I don't understand where you are getting the 44% figure from, nor, in an earlier post, your claim that only 73% identification occurred at the genus level.
I think you are misunderstanding/misinterpreting your results.
The break-up of organisms is 100% accounted for down to the genus level for every uBiome test that I have looked at, and I have done quite a few.
You may need to follow this on the phylogenetic tree to pick up the groups that you appear to be missing.
Let me give an illustration. I just randomly picked one of my tests and looked at the counts attributed to the different taxa.
If we follow the different phyla through their subclassifications of class, order, family and genus, the counts add up perfectly. There is no loss of identification going from phylum down to genus - 100% of the counts are assigned for each phylum.
It is different at the species level because the short length of the DNA pieces don't always allow species identification.
BUT THIS VARIES FROM GENUS TO GENUS. ie, there is no blanket figure for % of species identified (your 43% figure).
As an example, in my randomly selected test, for the genus
Bacteroides, 76% of the genus counts were able to be attributed to different species, 100% for the genera
Phascolarctobacterium and
Victivallis, 52.5% for
Blautia, 21% for
Alistipes, 0% for
Clostridium.
However, if I understand you right, than all species already known to be pathogenic, like C. difficile, would have been identified.

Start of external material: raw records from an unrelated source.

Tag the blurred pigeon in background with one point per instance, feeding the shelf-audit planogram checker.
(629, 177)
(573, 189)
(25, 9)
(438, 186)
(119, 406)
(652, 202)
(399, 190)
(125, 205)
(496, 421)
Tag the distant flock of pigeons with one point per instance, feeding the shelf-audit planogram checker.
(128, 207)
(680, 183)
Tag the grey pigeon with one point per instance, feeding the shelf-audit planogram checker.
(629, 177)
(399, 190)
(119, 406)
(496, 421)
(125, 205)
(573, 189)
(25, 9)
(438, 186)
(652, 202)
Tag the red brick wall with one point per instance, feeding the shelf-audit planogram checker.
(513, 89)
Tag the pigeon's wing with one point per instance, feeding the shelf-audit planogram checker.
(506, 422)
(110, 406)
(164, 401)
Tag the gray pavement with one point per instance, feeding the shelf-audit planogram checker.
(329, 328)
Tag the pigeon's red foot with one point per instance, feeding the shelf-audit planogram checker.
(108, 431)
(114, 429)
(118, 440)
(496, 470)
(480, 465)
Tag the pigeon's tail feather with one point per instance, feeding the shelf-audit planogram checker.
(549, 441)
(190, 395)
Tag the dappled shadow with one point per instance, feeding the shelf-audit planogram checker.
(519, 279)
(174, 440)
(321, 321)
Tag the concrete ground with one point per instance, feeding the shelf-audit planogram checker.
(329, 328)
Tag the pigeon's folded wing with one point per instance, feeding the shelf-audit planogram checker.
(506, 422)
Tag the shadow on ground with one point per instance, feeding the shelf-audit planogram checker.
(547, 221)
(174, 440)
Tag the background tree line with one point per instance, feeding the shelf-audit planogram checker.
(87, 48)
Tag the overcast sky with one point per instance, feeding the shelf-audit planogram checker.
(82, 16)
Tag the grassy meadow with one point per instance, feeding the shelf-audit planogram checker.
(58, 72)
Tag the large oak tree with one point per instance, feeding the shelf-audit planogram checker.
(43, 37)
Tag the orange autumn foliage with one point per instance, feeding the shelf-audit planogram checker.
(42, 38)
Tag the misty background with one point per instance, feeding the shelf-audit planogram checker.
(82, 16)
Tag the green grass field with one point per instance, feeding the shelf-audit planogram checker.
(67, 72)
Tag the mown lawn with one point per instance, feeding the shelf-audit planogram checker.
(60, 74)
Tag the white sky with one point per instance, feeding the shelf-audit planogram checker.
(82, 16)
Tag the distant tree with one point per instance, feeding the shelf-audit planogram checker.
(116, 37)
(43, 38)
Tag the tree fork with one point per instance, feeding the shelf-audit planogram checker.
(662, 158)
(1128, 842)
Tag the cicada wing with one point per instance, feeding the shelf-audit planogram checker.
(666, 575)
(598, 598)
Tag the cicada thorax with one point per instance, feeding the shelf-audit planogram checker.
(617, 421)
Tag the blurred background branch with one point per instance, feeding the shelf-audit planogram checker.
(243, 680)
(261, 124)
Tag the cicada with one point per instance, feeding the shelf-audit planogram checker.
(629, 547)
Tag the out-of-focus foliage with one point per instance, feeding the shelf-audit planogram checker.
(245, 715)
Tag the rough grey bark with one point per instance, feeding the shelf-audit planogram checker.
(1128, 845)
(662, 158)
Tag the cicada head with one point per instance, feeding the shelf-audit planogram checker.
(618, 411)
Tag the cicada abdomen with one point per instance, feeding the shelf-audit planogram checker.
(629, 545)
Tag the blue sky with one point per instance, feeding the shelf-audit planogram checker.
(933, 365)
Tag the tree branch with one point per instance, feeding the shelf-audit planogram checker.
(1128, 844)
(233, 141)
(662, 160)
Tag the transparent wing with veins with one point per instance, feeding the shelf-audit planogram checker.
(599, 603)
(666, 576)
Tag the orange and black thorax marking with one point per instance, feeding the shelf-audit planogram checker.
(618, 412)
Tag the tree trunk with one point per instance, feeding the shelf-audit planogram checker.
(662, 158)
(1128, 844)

Or my 5,1% Clostridium with no species identified means, C. butyricum, C. boltae, C. botulinum, or C. clostridioforme definitely aren't there? Left out are only those not yet identified, and therefore not contained in databases?
No I don't mean that. My comment about lack of information referred to
Spirochetes.
There is plenty of information in databases about
Clostridium , though DNA sequencing technology has shown that the genus, and indeed much of the
Clostridiales, needs to be reclassified.The current uBiome technology used in the Explorer test can't discriminate between most
Clostridium species. That will not change until the technology changes.
I was really making a passing comment about the known gut members of the genus. A couple are known to be problems if they overgrow, but most are just part of the normal gut flora.
In other words, don't get overly concerned about potentially pathogenic species and definitely don't make the assumption that all the species not identified could be the nasty pathogenic ones. These are rare.